If you thought March’s record-setting drop in retail sales was “impressive”, you hadn’t seen anything yet.
The numbers for April are out, and they are dastardly. Retail sales collapsed 16.4% MoM, nearly double the previous month’s historic collapse and well worse than estimates. The market was looking for a 12% decline. The range was comical (-25% to -6.5%).
It goes without saying the 16.4% drop is a record in data going back nearly three decades.
Ex-autos, the print was -17.2% for April, double the estimated drop. The control group posted a 15.3% decline MoM, worse than even the lowest estimate from economists.
To be sure, this was expected, but if you want to get a sense of the extent to which consumption ground to a near total halt for some retailers, you really need to look at the on year comparisons by type of merchant. The visual below gives you a sense of the wipeout.
Clothing and accessory stores were largely closed, and it’s hard to sell things when the doors are locked, but it’s worth at least considering the possibility that the near 90% collapse from April of 2019 effectively means that the end game for retailers which haven’t totally embraced E-commerce is now upon us. COVID-19 may have been the death blow.
Grocery store sales were sharply higher versus April of last year, although they were lower MoM.
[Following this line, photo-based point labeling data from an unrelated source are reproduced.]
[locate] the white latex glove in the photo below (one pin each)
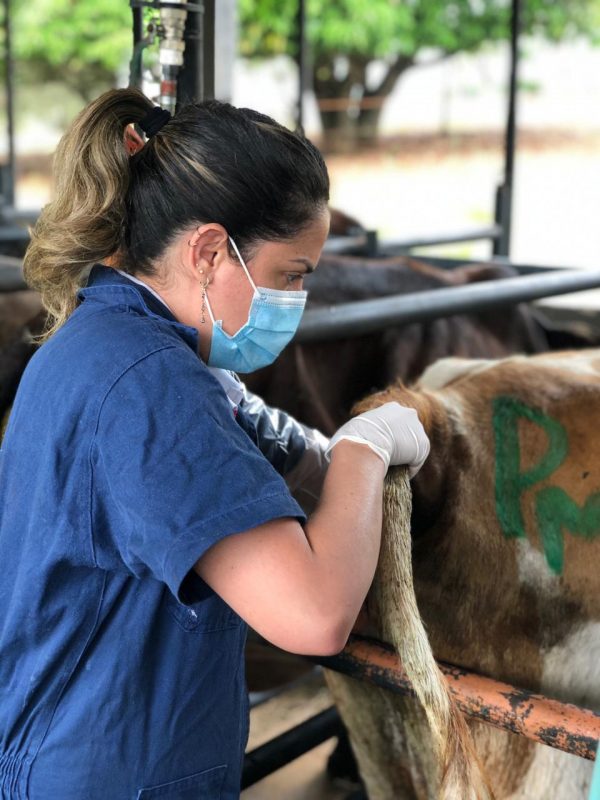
(392, 431)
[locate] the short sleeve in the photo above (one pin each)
(174, 472)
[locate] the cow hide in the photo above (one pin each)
(505, 545)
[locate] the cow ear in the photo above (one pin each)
(424, 404)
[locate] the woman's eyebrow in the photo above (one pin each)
(310, 267)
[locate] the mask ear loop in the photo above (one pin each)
(245, 268)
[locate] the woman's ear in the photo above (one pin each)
(207, 247)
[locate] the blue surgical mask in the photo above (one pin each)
(273, 320)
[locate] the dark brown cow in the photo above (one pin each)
(318, 383)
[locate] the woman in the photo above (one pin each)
(141, 527)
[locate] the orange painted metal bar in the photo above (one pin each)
(560, 725)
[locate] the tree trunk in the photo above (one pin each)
(349, 111)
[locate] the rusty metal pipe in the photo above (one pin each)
(561, 725)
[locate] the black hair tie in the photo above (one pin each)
(154, 120)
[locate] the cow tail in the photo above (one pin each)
(460, 772)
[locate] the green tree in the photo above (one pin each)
(81, 43)
(346, 36)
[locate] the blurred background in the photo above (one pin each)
(407, 100)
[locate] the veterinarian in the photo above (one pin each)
(144, 519)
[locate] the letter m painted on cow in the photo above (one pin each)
(554, 509)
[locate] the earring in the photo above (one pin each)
(203, 307)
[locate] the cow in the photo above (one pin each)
(319, 382)
(504, 542)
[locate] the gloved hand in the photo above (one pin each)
(392, 431)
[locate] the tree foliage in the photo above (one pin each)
(346, 35)
(82, 43)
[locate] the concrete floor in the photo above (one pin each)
(305, 778)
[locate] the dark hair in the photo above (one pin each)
(211, 162)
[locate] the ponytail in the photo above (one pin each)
(83, 223)
(211, 162)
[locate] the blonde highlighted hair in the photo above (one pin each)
(210, 163)
(83, 224)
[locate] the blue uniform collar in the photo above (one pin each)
(106, 285)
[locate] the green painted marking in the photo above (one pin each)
(555, 510)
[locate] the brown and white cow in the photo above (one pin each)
(505, 559)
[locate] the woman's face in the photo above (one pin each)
(273, 265)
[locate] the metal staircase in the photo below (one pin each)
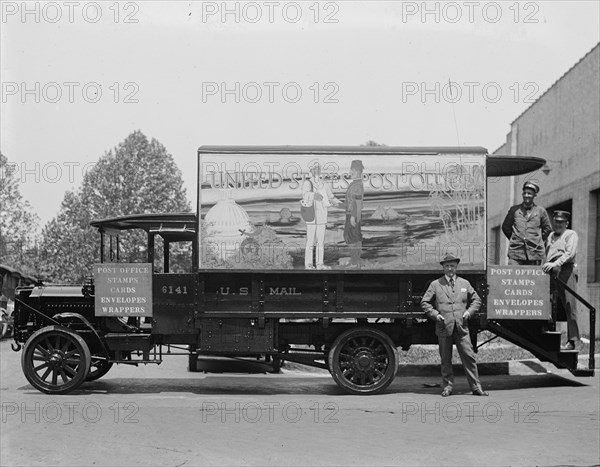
(540, 338)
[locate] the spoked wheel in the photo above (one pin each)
(363, 361)
(55, 360)
(3, 323)
(99, 366)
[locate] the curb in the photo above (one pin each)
(510, 367)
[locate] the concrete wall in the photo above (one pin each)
(563, 127)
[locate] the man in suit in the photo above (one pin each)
(561, 250)
(450, 301)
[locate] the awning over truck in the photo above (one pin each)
(173, 227)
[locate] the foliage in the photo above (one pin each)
(18, 223)
(137, 177)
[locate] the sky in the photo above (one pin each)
(79, 77)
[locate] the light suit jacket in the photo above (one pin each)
(440, 300)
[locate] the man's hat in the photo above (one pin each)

Make no mistake, this is a terrible report, even versus dour expectations. It underscores the extent of the damage inflicted by the lockdowns, and as noted on countless occasions over the past week by everyone from Fed officials to casual market observers, the return of consumer spending will depend largely on whether consumers feel safe.
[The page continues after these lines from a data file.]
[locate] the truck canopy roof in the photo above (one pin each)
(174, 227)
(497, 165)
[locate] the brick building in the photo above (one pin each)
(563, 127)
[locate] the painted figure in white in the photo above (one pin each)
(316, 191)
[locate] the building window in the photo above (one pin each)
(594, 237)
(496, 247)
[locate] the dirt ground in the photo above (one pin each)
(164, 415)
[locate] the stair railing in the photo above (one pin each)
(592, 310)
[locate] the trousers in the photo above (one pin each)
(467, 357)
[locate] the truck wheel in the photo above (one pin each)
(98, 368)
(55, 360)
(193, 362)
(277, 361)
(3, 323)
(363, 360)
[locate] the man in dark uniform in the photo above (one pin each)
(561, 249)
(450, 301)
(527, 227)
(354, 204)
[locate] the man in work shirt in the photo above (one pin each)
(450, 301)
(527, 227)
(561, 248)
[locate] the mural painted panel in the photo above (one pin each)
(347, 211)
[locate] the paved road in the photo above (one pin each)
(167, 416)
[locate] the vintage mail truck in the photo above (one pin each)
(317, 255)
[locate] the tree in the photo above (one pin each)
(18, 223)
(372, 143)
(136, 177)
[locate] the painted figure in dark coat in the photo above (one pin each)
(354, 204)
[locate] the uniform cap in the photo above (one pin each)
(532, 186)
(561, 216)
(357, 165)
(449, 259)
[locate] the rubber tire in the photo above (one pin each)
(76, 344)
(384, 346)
Clearly, there will be some pent up demand, and if Wisconsin is any indication, the bars may be full for a week or two. Additionally, I’d be remiss not to note that Georgia has had some success reopening. But all it’s going to take is one major flare-up in cases and/or a super-spreader event to make all but the most cavalier consumers put away their wallets, and trade their libertarian hats for a face mask.